I dug it out because I’m struggling a bit with the opening of one of my novel manuscripts. This one is my middle grade fantasy – which was great fun to write – but has an opening that is a bit of a dud.
I’ve stared at it. I’ve rewritten it. I’ve chopped it out
and hit “delete” more than once. Finally, I gave up on it for a while and
focused on the rest of the story, which was the right move at the time. Now,
however, I have a full manuscript draft – that still doesn’t resonate in the
first page. Problem, right?
Chapter 2 of Stein’s book is called Come Right In: First Sentences, First Paragraphs. He begins:
“Elia Kazan, brilliant director of stage and screen as well
as a late-blooming novelist, told me that audiences give a file seven minutes.
If the viewer is not intrigued by character or incident within that time, the film
and its viewer are at odds.
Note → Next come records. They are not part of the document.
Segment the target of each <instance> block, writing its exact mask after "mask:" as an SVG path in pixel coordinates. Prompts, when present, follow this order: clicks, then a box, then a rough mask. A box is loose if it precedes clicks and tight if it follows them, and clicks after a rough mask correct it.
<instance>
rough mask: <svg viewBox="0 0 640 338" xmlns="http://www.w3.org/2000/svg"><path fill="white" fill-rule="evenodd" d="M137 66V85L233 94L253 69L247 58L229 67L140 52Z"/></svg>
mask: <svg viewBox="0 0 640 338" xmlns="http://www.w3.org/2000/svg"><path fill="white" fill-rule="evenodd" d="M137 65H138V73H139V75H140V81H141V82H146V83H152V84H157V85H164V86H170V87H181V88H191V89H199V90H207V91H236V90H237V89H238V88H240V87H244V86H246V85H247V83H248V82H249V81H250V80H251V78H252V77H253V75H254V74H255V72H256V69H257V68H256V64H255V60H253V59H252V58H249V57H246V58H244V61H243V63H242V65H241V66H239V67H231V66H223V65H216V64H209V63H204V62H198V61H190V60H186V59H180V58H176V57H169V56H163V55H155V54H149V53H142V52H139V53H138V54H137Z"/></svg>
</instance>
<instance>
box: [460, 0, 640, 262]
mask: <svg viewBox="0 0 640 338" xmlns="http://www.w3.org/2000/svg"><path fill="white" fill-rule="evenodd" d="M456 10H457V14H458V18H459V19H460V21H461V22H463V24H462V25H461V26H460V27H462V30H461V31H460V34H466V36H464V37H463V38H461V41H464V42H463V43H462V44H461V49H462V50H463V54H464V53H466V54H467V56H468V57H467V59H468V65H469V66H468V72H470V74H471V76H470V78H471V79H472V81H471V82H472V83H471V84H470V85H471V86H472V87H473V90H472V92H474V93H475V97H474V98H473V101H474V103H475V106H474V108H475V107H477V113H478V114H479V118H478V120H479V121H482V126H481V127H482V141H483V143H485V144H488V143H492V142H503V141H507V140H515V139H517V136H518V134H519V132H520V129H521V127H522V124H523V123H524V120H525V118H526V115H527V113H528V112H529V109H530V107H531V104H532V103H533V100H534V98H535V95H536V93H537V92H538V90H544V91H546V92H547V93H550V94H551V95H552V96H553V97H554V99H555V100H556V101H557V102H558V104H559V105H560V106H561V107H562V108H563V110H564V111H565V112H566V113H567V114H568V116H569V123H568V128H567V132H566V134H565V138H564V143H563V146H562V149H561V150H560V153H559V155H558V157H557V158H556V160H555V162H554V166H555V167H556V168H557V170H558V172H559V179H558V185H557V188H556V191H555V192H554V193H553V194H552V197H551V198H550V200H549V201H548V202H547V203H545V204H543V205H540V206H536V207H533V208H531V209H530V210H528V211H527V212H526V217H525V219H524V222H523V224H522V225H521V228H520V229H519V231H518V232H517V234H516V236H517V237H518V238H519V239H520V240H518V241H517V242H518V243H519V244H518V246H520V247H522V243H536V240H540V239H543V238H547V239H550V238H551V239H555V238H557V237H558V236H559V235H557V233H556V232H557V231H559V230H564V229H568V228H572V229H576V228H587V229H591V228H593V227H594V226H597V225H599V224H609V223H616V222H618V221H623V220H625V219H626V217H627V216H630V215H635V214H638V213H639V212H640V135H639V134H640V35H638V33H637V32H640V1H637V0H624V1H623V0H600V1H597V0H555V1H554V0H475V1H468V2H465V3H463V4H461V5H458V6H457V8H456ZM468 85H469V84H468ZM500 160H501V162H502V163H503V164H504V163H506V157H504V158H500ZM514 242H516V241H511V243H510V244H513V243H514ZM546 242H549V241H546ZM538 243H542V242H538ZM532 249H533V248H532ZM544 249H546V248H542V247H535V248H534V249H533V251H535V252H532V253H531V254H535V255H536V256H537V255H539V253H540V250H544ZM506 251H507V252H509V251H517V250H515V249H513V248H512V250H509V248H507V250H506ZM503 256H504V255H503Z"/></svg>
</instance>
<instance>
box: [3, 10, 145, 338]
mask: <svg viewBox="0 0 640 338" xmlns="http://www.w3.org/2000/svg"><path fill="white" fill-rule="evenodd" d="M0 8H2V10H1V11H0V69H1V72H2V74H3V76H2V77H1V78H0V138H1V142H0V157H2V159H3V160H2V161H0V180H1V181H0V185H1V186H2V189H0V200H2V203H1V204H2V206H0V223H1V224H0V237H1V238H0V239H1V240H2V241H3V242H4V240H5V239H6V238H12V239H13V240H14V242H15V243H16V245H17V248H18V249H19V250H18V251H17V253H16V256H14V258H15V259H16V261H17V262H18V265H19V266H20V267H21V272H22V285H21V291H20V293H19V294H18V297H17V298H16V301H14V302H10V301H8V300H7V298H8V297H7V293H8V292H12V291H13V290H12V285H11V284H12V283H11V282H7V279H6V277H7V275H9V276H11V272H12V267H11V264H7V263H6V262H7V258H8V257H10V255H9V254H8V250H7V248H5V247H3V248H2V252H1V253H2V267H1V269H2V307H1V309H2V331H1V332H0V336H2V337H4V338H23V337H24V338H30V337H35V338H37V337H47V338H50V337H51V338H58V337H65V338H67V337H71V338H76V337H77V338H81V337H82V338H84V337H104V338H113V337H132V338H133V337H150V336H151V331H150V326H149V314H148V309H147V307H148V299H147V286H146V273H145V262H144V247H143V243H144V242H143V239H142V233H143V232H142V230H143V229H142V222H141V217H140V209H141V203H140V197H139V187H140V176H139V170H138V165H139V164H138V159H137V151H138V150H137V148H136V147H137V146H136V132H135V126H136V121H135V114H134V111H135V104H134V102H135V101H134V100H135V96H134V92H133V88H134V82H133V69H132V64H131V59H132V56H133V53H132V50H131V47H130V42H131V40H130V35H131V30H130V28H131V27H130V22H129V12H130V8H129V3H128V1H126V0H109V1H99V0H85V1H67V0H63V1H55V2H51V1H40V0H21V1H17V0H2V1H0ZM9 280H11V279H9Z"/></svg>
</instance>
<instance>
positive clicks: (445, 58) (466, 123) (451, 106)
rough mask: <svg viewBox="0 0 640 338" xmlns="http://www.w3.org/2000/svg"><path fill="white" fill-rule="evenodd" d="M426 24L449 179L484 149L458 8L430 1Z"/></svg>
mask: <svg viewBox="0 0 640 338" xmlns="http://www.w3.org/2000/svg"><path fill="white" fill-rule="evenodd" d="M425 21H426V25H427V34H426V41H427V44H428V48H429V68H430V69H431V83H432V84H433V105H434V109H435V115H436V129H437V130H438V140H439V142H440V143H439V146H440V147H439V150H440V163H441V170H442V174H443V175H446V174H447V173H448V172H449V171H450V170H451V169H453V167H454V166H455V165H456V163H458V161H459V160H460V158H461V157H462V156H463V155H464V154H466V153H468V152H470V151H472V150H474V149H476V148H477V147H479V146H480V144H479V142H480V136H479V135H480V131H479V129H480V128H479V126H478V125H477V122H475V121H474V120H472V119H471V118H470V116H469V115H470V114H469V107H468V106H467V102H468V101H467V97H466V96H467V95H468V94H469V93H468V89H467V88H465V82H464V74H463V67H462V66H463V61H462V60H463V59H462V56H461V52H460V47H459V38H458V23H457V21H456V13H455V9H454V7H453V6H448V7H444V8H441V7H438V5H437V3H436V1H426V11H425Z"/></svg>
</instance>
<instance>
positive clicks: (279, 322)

The viewer came for an experience. The film is
disappointing him.”
So between my love of film, my own late blooming writing life,
and the general good advice of this opening itself, I think I’d better listen
to Mr. Stein. (I guess I’m hooked by the chapter on how to hook readers. Hmmm.)
Stein goes on to say the ideal goals of the opening of a
novel are:
1.
To excite the reader’s curiosity, preferably
about a character or a relationship.
2.
To introduce a setting.
3.
To lend resonance to the story.
I also have the voice of a
writer-friend whispering in my ear about this same opening. She is the first “test
reader” to give me feedback on the story and her first piece of advice was to
work on the opening. She suggested it needs to start more in the middle of the action,
more “in” the story – which (brilliantly) fits with Stein’s advice.
Not exactly the hook I need, but you get the idea. |
My challenge today: Make my middle
grade novel opening reach for those goals.
Who do I want to excite the reader to get to know? Stephen,
the prince who prefers poetry to swords? Hector, the tricky cousin who has
designs for the throne? Both of them are in the opening already with at least
an attempt at giving clues to their lop-sided relationship. Who is missing? The
heroine. Perhaps she comes into the story way too late. The question is: How
can I move her into page one?
Setting? Castle. But where does the rest of the STORY take place
really? Outside of the castle. In the forest, in a secluded tower prison. Various
other places within the kingdom. Should I move my opening to one of these other
places in the story? Even if the castle is the seat of the king and therefore
represents the hero and heroine’s ultimate goal? Something to think about…
Finally – resonance. The story, ultimately, is about being true to who you
are. Holding fast to your dreams and defending them when necessary. Having the
courage to stand up and speak up – and take action in the face of the unknown.
Is that what needs to resonate? Or is it, perhaps, the problem: Hector plotting
to take over the throne? This might be the hardest of the Stein’s three goals
to accomplish.
I’m off to fill up my coffee mug
and try to wipe the opening “slate” clean. To try again. Wish me luck.